Sono passati diversi mesi dall'ultima volta che abbiamo riferito di una Attacco di orche con gravi conseguenze hanno riferito. Il problematico gruppo, attivo intorno allo Stretto di Gibilterra, sembrava essersi calmato. Ora, però, c'è stata un'altra interazione con un'orca: un Jeanneau Sun Odyssey 449 varato nel 2017 è affondato.

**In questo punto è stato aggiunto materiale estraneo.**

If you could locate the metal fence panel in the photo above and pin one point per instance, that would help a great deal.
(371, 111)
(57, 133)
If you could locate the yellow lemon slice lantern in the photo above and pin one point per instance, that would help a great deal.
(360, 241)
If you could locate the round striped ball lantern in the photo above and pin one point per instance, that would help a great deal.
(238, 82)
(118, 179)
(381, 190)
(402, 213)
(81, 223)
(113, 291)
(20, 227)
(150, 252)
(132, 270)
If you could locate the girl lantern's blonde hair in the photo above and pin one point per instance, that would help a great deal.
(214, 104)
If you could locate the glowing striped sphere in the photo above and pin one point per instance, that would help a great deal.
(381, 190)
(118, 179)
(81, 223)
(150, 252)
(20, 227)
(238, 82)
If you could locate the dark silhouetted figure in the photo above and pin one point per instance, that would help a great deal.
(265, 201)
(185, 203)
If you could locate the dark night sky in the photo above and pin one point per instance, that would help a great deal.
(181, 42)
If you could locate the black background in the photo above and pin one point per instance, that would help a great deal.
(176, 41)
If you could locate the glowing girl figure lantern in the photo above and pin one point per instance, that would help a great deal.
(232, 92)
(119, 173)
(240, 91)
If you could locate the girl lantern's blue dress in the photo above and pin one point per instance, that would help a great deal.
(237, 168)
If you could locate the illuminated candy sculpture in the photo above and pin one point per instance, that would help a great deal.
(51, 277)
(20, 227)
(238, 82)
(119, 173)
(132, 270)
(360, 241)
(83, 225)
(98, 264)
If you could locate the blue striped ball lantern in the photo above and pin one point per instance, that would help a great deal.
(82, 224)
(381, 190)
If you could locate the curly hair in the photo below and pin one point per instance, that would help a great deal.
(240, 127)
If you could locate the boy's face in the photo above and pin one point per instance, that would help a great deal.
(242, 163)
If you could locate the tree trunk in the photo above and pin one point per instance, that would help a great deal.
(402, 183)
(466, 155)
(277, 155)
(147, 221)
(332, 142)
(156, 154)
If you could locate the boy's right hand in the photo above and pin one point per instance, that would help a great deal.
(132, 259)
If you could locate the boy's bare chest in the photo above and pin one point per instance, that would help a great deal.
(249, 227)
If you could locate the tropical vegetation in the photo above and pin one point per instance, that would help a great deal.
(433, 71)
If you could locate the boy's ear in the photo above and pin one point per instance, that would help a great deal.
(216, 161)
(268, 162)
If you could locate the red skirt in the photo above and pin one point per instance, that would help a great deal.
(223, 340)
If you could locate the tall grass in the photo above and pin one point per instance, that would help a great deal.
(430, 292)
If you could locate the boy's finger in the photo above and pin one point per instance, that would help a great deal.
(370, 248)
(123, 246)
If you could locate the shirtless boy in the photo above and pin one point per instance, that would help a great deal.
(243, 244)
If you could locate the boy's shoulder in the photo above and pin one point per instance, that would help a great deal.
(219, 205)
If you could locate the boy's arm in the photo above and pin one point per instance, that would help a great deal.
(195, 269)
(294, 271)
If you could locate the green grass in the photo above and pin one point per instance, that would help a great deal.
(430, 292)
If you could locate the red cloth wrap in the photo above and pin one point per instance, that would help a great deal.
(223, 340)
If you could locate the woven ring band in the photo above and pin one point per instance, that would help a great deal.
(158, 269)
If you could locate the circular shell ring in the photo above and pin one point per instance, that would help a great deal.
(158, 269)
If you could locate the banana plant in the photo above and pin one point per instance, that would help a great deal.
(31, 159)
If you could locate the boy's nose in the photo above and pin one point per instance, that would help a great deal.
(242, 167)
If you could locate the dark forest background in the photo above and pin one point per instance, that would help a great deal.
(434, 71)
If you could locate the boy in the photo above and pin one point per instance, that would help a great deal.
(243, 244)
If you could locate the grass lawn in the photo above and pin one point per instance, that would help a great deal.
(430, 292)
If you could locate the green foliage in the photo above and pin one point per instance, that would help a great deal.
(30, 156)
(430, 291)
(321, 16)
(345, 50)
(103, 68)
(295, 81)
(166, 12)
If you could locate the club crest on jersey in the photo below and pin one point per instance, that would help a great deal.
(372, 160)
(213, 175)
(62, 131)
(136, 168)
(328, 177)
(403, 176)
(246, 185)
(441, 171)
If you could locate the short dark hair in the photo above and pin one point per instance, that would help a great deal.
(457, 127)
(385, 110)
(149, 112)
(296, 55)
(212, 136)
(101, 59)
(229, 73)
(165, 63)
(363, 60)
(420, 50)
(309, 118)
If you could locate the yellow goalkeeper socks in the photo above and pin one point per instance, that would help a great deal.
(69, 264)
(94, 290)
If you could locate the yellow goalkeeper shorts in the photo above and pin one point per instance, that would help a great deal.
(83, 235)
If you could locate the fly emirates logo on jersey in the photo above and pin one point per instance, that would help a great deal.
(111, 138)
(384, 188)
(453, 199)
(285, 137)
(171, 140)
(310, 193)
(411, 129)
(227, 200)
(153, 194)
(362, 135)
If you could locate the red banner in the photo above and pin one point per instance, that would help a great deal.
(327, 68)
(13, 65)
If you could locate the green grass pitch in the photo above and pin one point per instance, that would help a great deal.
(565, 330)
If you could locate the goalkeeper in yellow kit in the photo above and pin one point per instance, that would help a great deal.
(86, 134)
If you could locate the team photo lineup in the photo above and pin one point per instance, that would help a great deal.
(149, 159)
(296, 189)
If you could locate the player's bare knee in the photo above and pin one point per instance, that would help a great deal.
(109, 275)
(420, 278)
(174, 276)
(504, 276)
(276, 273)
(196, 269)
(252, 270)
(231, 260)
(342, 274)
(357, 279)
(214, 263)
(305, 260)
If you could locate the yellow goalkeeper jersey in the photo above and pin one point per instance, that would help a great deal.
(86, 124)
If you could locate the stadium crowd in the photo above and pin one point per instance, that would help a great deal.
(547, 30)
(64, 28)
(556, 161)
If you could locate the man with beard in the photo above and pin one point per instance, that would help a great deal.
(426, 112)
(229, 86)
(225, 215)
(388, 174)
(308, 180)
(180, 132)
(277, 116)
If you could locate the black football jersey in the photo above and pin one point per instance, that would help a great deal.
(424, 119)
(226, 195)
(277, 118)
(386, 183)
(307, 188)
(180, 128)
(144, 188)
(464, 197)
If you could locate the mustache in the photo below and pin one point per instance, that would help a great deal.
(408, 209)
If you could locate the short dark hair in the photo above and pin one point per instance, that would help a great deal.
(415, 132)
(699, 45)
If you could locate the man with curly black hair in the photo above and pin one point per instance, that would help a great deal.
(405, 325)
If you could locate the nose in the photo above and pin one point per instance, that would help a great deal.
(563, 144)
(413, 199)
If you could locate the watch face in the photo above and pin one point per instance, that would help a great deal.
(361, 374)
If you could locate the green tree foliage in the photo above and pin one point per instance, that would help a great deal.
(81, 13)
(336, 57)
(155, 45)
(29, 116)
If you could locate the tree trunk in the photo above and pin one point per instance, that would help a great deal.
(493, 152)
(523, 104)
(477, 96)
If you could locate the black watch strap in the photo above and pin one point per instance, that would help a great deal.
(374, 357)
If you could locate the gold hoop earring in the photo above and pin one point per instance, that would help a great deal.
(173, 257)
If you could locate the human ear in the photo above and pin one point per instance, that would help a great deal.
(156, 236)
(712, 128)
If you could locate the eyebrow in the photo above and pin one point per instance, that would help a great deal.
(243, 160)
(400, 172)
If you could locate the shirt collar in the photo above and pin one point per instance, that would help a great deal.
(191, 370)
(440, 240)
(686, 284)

Lo yacht charter di 13,74 metri dell'operatore polacco "Morskie Mile" era stato precedentemente attaccato da un gruppo di orche per 45 minuti. Come di consueto, le orche hanno colpito la timoneria, provocando non solo danni considerevoli, ma anche una falla. Nonostante tutte le misure adottate dallo skipper e dall'equipaggio, nonché dai soccorritori marittimi, dai rimorchiatori e dalla marina marocchina, lo yacht gravemente danneggiato è affondato prima di entrare nel porto di Tangeri Med, secondo un comunicato della società di noleggio globale.
Da diversi anni si verificano interazioni critiche con la sottopopolazione iberica. Per ragioni ancora inspiegabili, le orche hanno ripetutamente danneggiato le pale dei timoni delle barche a vela di lunghezza inferiore ai 20 metri, in particolare dal 2020. Molti yacht sono stati danneggiati a causa di queste interazioni e diversi sono già affondati.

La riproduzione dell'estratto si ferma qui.